The court limits reimbursement to this amount because the Plaintiff continued to pursue its claim under 11 U.S.C. § 523(a)(2)(A), and therefore, all the other costs and expenses would have been incurred whether or not the final amendment was allowed.
Rule 9011 Sanctions
Perhaps the most interesting question presented is whether the Plaintiff's Motion to Dismiss the bankruptcy case is sanctionable pursuant to Federal Rule of Bankruptcy Procedure 9011. When the Plaintiff made its motion In re Griffieth, 209 B.R. 823 (Bankr.N.D.N.Y. 1996) was the court's most recent written decision on the issue. In Griffieth, the debtors had an after-tax monthly income of $14,168.48 and monthly expenses totaling $9,805, leaving discretionary income of $4,363. The debtors owned real property in California, which they planned to reaffirm, and they rented residential property in a suburb of Albany, New York. They were making payments on two cars and their children were enrolled in private school. Id. at 826-827. In addition, the Griffieth's had exorbitant monthly expenses, including: $2,100 in tithes and $1,910 in the private school tuition. Id. The court found these expenses to be unreasonable. The court further found other monthly expenses, including: clothing expenses ($750), renters insurance ($199), life insurance ($350), health insurance ($450), and disability insurance ($790), to be inflated.

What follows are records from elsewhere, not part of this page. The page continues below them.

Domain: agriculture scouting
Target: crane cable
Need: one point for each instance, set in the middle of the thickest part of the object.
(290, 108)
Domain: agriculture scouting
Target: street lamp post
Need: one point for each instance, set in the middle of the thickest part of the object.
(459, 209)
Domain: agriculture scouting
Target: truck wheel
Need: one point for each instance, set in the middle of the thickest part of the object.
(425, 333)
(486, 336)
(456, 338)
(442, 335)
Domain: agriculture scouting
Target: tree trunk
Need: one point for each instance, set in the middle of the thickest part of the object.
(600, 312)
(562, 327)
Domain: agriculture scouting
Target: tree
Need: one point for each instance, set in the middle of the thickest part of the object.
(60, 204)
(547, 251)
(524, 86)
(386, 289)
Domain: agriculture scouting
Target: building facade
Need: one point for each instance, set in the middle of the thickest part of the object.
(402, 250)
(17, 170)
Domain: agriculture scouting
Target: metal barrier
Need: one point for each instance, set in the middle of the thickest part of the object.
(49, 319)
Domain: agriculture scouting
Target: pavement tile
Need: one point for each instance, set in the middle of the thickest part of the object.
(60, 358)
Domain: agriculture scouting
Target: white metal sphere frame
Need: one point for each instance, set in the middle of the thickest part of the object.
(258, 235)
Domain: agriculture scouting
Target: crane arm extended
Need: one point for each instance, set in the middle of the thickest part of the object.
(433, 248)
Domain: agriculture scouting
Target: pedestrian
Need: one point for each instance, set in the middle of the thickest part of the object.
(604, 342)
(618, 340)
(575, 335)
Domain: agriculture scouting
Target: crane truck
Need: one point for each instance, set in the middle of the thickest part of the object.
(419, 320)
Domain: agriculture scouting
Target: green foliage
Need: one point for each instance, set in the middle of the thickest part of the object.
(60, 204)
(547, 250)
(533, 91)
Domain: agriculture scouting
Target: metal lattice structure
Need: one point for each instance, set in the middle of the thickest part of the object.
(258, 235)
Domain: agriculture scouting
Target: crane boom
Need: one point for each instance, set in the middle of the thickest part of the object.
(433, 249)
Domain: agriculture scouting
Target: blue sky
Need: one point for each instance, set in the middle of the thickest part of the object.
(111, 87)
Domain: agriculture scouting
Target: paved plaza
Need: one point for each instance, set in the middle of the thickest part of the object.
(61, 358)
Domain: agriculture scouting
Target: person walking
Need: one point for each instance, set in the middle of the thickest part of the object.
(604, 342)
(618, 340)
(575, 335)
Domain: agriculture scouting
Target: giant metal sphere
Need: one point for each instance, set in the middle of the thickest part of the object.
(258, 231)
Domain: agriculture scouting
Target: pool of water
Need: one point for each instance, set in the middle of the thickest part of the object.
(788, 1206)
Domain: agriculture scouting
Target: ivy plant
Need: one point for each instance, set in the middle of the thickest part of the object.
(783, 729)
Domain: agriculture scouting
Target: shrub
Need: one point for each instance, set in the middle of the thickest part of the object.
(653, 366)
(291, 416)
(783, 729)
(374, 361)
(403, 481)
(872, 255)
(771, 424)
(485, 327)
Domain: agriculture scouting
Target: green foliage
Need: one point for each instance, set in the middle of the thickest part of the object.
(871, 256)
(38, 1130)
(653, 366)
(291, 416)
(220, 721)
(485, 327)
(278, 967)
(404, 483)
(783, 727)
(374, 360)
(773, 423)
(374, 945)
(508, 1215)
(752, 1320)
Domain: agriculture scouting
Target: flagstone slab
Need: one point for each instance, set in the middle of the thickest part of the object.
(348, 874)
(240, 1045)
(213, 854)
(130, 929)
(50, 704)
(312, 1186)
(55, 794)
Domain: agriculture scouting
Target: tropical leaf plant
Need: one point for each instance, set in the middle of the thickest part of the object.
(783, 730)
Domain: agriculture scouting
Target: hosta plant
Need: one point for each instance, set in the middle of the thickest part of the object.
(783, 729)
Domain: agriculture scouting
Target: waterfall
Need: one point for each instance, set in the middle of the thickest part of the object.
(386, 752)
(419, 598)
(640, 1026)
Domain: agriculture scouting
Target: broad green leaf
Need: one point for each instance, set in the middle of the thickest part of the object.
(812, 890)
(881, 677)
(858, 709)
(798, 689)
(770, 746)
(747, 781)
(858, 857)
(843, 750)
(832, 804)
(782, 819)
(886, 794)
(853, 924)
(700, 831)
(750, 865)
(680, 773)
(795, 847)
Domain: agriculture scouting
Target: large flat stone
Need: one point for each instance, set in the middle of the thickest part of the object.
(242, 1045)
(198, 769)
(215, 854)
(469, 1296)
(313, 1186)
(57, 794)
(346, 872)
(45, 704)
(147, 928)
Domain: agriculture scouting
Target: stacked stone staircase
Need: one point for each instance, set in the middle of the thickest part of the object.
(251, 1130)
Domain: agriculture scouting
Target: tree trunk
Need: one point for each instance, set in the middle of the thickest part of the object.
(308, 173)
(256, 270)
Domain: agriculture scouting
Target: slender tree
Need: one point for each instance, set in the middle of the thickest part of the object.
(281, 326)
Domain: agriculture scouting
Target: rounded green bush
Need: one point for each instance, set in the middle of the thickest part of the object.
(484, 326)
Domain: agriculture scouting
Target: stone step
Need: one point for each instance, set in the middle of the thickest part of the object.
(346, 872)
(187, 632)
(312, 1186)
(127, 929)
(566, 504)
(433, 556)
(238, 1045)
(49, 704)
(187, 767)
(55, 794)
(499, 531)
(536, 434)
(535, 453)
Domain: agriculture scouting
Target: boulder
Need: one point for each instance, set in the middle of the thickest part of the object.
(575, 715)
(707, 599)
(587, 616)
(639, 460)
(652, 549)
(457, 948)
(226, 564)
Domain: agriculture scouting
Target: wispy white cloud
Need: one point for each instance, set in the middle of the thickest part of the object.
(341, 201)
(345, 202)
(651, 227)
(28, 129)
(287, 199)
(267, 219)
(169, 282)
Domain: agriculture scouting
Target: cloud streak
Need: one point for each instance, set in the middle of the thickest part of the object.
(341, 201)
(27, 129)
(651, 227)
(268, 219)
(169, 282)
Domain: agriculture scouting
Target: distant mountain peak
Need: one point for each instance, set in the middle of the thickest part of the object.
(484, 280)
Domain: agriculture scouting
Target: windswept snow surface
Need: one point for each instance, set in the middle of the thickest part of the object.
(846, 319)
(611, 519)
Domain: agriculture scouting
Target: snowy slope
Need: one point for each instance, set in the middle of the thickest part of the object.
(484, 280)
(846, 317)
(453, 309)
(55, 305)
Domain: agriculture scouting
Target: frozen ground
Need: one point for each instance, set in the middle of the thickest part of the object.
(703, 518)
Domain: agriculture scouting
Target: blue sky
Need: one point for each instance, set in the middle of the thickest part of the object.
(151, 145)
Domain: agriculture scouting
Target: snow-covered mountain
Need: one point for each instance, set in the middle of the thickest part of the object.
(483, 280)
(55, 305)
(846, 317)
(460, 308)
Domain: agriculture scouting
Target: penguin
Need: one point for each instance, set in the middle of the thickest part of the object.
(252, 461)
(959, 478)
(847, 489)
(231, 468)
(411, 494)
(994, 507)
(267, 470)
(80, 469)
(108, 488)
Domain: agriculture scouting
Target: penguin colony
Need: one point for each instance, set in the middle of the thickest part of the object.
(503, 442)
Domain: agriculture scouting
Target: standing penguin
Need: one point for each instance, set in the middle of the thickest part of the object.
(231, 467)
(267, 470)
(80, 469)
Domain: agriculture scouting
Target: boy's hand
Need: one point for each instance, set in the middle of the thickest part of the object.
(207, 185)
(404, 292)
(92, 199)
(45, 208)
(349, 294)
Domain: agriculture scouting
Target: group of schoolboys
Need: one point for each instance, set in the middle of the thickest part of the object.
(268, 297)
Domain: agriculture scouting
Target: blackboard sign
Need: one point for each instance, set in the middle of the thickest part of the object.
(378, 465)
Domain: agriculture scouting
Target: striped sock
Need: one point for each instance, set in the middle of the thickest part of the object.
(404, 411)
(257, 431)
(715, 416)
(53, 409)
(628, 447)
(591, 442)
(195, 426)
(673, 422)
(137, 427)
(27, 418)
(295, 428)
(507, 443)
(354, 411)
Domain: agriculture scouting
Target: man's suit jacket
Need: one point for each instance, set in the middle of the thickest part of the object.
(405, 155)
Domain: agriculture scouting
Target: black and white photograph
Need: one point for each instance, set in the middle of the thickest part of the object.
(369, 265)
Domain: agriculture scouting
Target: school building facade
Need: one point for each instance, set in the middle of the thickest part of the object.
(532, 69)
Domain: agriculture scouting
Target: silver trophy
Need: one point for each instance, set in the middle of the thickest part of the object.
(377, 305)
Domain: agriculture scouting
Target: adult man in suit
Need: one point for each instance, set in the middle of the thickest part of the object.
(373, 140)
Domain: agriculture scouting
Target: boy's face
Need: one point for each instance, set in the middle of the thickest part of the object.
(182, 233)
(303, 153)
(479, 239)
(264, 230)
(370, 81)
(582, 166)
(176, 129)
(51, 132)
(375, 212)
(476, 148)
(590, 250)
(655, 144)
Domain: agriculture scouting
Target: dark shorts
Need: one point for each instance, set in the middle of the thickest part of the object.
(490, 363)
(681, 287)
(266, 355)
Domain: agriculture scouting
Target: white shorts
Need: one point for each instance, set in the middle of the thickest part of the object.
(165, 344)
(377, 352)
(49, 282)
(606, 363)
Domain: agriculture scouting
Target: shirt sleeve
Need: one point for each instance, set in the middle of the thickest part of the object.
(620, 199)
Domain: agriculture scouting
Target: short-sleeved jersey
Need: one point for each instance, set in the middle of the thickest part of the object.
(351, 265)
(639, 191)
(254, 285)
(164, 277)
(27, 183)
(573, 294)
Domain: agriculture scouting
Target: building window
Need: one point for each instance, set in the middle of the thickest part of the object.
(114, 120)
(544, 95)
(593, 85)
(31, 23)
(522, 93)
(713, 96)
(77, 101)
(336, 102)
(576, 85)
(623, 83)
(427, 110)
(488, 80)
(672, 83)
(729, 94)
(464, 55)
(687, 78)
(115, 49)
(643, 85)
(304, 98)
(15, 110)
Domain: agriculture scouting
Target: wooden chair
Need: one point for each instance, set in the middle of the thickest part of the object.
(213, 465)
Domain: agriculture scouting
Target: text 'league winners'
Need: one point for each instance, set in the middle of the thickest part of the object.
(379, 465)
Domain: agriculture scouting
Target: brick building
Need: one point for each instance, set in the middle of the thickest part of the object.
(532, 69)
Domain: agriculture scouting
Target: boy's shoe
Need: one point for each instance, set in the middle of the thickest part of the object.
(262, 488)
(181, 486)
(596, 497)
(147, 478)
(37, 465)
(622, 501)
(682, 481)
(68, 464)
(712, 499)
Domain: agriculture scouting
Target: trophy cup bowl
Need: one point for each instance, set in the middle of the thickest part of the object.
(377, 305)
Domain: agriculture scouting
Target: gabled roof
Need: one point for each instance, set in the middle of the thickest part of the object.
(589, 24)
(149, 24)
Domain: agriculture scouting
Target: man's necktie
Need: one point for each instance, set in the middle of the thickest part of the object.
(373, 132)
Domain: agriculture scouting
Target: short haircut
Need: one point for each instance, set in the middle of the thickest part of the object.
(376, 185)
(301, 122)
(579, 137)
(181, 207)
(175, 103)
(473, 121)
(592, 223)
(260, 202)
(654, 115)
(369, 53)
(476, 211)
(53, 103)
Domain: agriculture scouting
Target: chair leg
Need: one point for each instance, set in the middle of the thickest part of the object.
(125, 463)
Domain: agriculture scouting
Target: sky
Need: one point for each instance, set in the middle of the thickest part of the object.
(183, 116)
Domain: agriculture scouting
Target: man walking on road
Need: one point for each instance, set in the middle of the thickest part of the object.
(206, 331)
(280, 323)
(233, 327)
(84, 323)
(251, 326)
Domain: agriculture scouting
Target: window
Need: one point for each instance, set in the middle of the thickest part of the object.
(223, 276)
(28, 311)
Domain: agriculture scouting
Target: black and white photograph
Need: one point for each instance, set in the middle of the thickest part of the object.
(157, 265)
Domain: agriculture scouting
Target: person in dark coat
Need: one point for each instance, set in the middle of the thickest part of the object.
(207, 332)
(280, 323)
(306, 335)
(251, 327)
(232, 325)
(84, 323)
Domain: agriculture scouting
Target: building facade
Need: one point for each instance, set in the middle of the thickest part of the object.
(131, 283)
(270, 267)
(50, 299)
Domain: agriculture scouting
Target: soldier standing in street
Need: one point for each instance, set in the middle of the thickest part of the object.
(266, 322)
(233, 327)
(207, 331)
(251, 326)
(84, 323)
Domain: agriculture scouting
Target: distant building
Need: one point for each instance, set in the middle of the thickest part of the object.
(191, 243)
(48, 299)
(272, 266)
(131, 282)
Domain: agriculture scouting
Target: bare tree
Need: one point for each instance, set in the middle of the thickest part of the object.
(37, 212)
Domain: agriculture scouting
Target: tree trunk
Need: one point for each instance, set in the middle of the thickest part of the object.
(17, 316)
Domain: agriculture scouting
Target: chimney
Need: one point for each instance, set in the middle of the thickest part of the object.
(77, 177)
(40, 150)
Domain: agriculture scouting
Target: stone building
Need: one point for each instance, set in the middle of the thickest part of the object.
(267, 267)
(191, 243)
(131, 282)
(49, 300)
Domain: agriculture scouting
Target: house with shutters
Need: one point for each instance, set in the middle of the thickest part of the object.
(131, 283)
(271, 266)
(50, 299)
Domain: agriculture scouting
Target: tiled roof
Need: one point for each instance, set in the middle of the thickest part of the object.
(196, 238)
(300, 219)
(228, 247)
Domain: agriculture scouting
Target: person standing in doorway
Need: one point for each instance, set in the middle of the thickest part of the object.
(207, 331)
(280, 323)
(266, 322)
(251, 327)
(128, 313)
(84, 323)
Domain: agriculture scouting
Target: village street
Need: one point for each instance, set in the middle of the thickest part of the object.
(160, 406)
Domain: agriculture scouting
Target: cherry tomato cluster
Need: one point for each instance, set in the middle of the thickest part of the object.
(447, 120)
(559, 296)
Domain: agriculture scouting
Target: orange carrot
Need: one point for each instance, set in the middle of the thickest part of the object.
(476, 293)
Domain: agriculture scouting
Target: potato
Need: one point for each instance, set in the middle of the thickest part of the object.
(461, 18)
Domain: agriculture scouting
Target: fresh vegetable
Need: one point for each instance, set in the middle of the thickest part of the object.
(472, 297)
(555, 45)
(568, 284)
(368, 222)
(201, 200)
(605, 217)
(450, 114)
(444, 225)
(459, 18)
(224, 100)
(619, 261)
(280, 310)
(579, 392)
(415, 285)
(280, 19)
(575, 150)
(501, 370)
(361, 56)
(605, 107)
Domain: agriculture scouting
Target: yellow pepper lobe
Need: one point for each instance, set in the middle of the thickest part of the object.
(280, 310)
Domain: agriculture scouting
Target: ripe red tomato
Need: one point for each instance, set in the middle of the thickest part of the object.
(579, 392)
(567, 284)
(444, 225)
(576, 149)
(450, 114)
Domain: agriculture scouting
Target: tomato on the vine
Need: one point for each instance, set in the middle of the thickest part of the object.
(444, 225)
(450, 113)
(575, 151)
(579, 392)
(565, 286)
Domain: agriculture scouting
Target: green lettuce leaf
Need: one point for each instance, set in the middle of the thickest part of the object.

In stark contrast, the Defendant has no discretionary income; his after-tax monthly income is $1,785.66 and his monthly expenses total $1,945. In addition, while there was a question of whether his monthly rent was $450 or $350, this and all other expenses appear ordinary and reasonable. Finally, the Defendant is seeking to discharge various unsecured debts, rather than one large tax debt.
In light of these factual discrepancies, it was questionable for the Plaintiff's attorney to bring the Motion to Dismiss. Moreover, pursuant to 11 U.S.C. § 706(c) the request for conversion was wholly inappropriate. It is clear in this circuit that Rule 11, and by incorporation Bankruptcy Rule 9011, is violated when, "[it] is patently clear that a claim has absolutely no chance of success under the existing precedents, and where no reasonable argument can be advanced to extend, modify or reverse the law as it stands . . ." In re Who's Who Worldwide Registry, Inc., 232 B.R. 28 (E.D.N.Y. 1999) (citations omitted). The court might be comfortable, based upon all the papers and its knowledge of the case, deciding whether sanctions are appropriate. However, this motion was not addressed at the evidentiary hearing. Therefore, to allow the parties to develop a record and to alleviate any due process concerns, the court will conduct a hearing to determine whether to assess sanctions against the Plaintiff's attorney. A separate show cause will be issued setting a hearing on this matter.
Conclusion
For all these reasons, the court find that the Plaintiff has not met its burden pursuant to 11 U.S.C. § 523(a)(2)(A) or (B), and therefore, the debt is discharged. Moreover, the Defendant's attorney is awarded $1,800 in fees for work done in connection with the final amendment to the complaint. Finally, a date for a hearing on the propriety of 9011 sanctions will be contained in a separate order.